Tra fughe in avanti, false notizie e chi cerca di fare il così detto “gioco delle tre carte”, non vorremmo che ancora una volta i personalismi e le vecchie logiche partitiche abbiano il sopravvento su quella che dovrebbe essere la priorità assoluta della politica: il bene comune.
Accogliamo con piacere e stupore le dichiarazioni del movimento politico Territorio di S. Croce, l’appello al centro-destra, e la recente presa di distanze dalla politica del  Partito Democratico, causa di disastri a S. Croce, a Roma e a Palermo, essendo sicuri che la buona fede di questo appello sia coerente in ogni ambito territoriale e non solo locale e, soprattutto, distante da atteggiamenti equivoci.
Questo è il momento di raccogliere tutte le forze e le idee, provenienti dai vari gruppi e dalla società civile, che hanno come interesse prioritario il miglioramento della vivibilità nella nostra città. Occorre raccogliere tutte le persone di buona volontà che intendono impegnarsi per restituire alla città la sicurezza, la tranquillità e il decoro urbano che negli ultimi anni sono venuti a mancare; per guardare al futuro e investire sul turismo, sui servizi sociali, sulle energie alternative.
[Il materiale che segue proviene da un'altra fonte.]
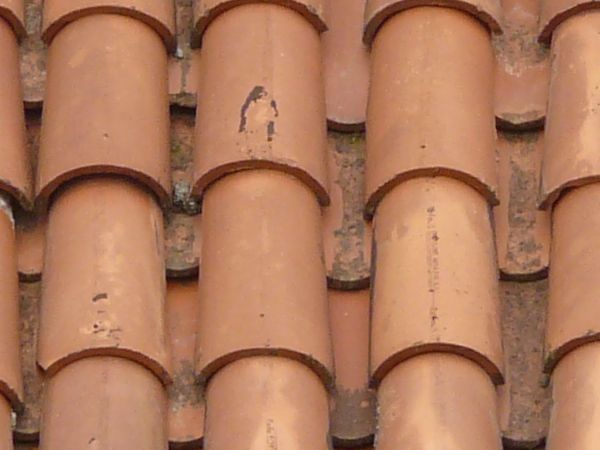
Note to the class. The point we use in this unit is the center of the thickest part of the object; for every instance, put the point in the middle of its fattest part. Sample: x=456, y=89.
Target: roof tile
x=104, y=402
x=120, y=105
x=346, y=234
x=186, y=405
x=11, y=383
x=346, y=66
x=377, y=12
x=431, y=102
x=205, y=11
x=262, y=106
x=353, y=416
x=266, y=402
x=435, y=285
x=572, y=317
x=116, y=307
x=572, y=149
x=262, y=242
x=159, y=15
x=15, y=173
x=437, y=401
x=522, y=231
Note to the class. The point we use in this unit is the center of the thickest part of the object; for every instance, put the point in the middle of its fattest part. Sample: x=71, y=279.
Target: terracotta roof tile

Occorre sconfiggere le vecchie logiche ed i vecchi giochi della politica e questa è una occasione importante per farlo. Questa è la nostra responsabilità!
Per questo motivo, rivolgiamo un invito al dialogo ed al confronto a tutti gli uomini e le donne liberi da ogni disegno che possa distrarre la loro attenzione dalla sana amministrazione della cosa pubblica.